Este pensamiento se ve reforzado por una captura que, casualmente, está en español (también en inglés, pero es una variación en la torre). Esta imagen forma parte de las galerías que se mandaban a la prensa antes de que el juego se lanzara, por lo que están tomadas por el propio autor, es de suponer. Resulta que, si nos fijamos bien, vemos que la mencionada nube aparece... ¡¡¡duplicada!!! El hecho de que esté en castellano hace pensar, además, que no se trata de una etapa temprana de desarrollo, pues indica que ya estaba realizada la traducción a otros idiomas.
Esa nube sirve de algo, pero no ha habido forma de descubrir su secreto en el juego final. Tampoco hay manera de meter a Tim dentro de la torre, como muestra la dichosa captura, y es ahí donde reside el mayor misterio de esta captura mandada a los medios. Otra diferencia observable entre el screenshot oficial y la foto que yo misma tomé al juego, es que la nube duplicada de abajo es más visible en una que en otra, y también parece un poco más alejada respecto a la torre.

Jonathan Blow, el genio
Durante mucho tiempo, Blow rechazó hablar sobre el epílogo del juego. Finalmente, en 2010, se consiguió sacarle algunas declaraciones al respecto. Por ejemplo, habló sobre la idea de introducir esos puzles ocultos en el tramo final, que no son evidentes al jugador ni tienen una recompensa más allá que el conocimiento extra a través de los nuevos textos ocultos. Quería saber cuántos pasaban de largo sin hacer nada, si alguien iba a entretenerse buscando nuevos enigmas cuando, en apariencia, no hay nada.
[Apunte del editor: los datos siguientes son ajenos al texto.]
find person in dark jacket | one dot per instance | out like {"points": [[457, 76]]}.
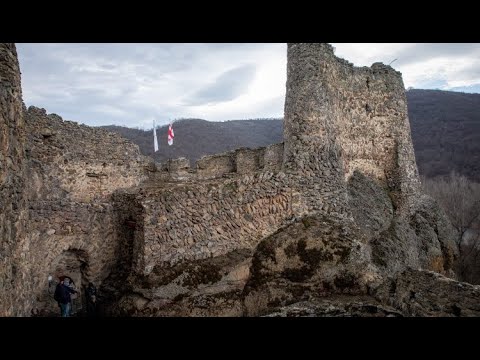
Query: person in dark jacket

Sobre la nube del juego, dijo:
"Hay teorías conspiranoicas sobre Braid en Internet que juran que esta nube está ahí por algo, y el motivo por el cual lo piensan -y es una muy buena razón para pensarlo- es que todo en el juego tiene algún propósito. La razón por la que esa nube está ahí no es fácil de expresar. Es algo así como una victoria, es como un hermoso mirador sobre el que estar y sentirse victorioso. No me parecía bien que mi castillo estuviera hecho sólo de bloques, sino que tuviera también elementos que antes eran antagónicos para mí [...] Es una ruptura del patrón, es como que todo en el juego significa algo menos esto. Supongo que nunca respondí de forma oficial, pero no hay ningún propósito jugable en esta nube."
¿Hay que creérselo o el experimento sigue?

Captura oficial mandada a los medios antes del lanzamiento de Braid.

Fotografía hecha pormigo misma. ¡¿Cómo entró en la torre?!